Spec ValidatorAlignment between the change and its stated requirements.
QA EngineerTest coverage, edge cases, and overall quality.
Each field:
  • accepts up to 2,000 characters;
  • shows whether the current text is a workspace override or the global default;
  • provides a Revert to global action that discards the workspace override and restores the global default.
When a field shows the global default, that reviewer uses Acrity’s built-in guidance. When you save text into a field, it becomes a workspace override that applies to reviews across the workspace, replacing the global default for that reviewer.
Use reviewer prompt overrides with caution. They change reviewer behavior across the whole workspace, and it is easy to forget an override is in place. For durable, long-lived guidance, prefer committing an ARCHITECTURE.md file to the repository so the guidance lives with the code and is versioned alongside it.

Author policy

Author policy helps control which changes should be reviewed.
FieldPurpose
Allowed botsIdentifies automated accounts whose PRs/MRs can be reviewed.
Blocked authorsPrevents reviews for specific authors.
Use allowed bots when automations create changes that should receive review, such as dependency updates. Use blocked authors to reduce operational noise or exclude accounts that should not generate analysis.

Webhook key or URL

Some workspaces can display webhook configuration linked to the review flow.
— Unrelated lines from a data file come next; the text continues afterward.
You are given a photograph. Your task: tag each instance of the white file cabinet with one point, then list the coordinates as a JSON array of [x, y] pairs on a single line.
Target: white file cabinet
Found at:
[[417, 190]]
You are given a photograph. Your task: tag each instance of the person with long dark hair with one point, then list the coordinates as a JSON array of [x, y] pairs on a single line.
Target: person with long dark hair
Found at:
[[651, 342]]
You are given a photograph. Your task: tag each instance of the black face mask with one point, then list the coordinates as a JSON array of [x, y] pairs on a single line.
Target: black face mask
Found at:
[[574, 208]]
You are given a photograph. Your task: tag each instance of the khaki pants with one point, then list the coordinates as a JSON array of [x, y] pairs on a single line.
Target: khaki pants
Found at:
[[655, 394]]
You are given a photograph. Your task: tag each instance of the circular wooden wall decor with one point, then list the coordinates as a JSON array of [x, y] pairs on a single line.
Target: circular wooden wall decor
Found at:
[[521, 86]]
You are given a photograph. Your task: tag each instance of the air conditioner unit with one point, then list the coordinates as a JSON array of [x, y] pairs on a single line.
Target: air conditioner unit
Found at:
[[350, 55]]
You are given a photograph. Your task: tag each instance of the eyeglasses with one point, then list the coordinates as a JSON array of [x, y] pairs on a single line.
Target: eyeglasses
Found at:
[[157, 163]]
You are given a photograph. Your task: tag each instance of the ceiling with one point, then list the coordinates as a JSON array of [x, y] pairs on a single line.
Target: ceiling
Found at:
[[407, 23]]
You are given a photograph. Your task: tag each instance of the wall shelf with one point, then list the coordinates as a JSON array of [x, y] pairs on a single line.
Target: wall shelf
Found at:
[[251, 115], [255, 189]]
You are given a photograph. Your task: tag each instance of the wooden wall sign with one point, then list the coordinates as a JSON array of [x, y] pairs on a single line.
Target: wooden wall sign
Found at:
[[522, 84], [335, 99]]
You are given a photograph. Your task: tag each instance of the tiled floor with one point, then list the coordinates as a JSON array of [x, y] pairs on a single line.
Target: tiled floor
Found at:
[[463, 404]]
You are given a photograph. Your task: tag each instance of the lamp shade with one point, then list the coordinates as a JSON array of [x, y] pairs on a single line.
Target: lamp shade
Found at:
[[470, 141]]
When the screen displays this option:
  • copy the URL only to the correct provider;
  • treat the key as a secret;
  • rotate the key if exposure is suspected;
  • update the provider after rotation;
  • validate the webhook through the Console or provider.
Do not share webhook keys in chats, public tickets, PR/MR comments, or broad internal documentation.

Configure default policy

1

Open Policy Engine

Go to Console > Policy Engine.
2

Review tiers

Enable Fast, Deep, or both according to the workspace policy.
3

Add instructions

Fill in general additional instructions that apply to most repositories.
4

Adjust reviewer prompts (optional)

Set a workspace override for the Architect, Spec Validator, or QA Engineer reviewer only when needed, and revert to the global default when it is no longer required.
5

Configure authors

Add allowed bots and blocked authors when needed.
6

Save

Save and confirm validation messages.
7

Test in a repository

Choose a representative repository and track the next review in the Ops dashboard to validate the expected behavior.

Relationship with repository settings

LevelBest use
WorkspaceDefault policy for most repositories.
RepositoryExceptions for projects with specific needs.
Keep the workspace policy simple and stable. This reduces divergence between teams and makes auditing easier.

Best practices

  • Write short, clear, verifiable instructions.
  • Avoid duplicating long documentation inside the instructions field.
  • Do not include secrets or confidential data.
  • Review the policy after major process changes.
  • Use repository-level exceptions sparingly.
  • Revert reviewer prompt overrides to the global default once they are no longer needed, and keep durable guidance in the repository ARCHITECTURE.md.
  • Combine author policy with branch rules to reduce noise.

Common issues

SymptomWhat to check
I cannot saveConfirm that at least one tier is active and that fields pass screen validation.
A repository does not follow the defaultCheck whether it has its own setting in the Review tab.
Reviews are noisyReview additional instructions, author policy, and repository branch rules.
A reviewer behaves unexpectedly everywhereCheck whether a workspace prompt override is set for that reviewer and use Revert to global if needed.
Expected bot was not reviewedConfirm that the account is in allowed bots and that the event matches repository rules.
Author still generates reviewsCheck spelling, provider identifier, and repository configuration.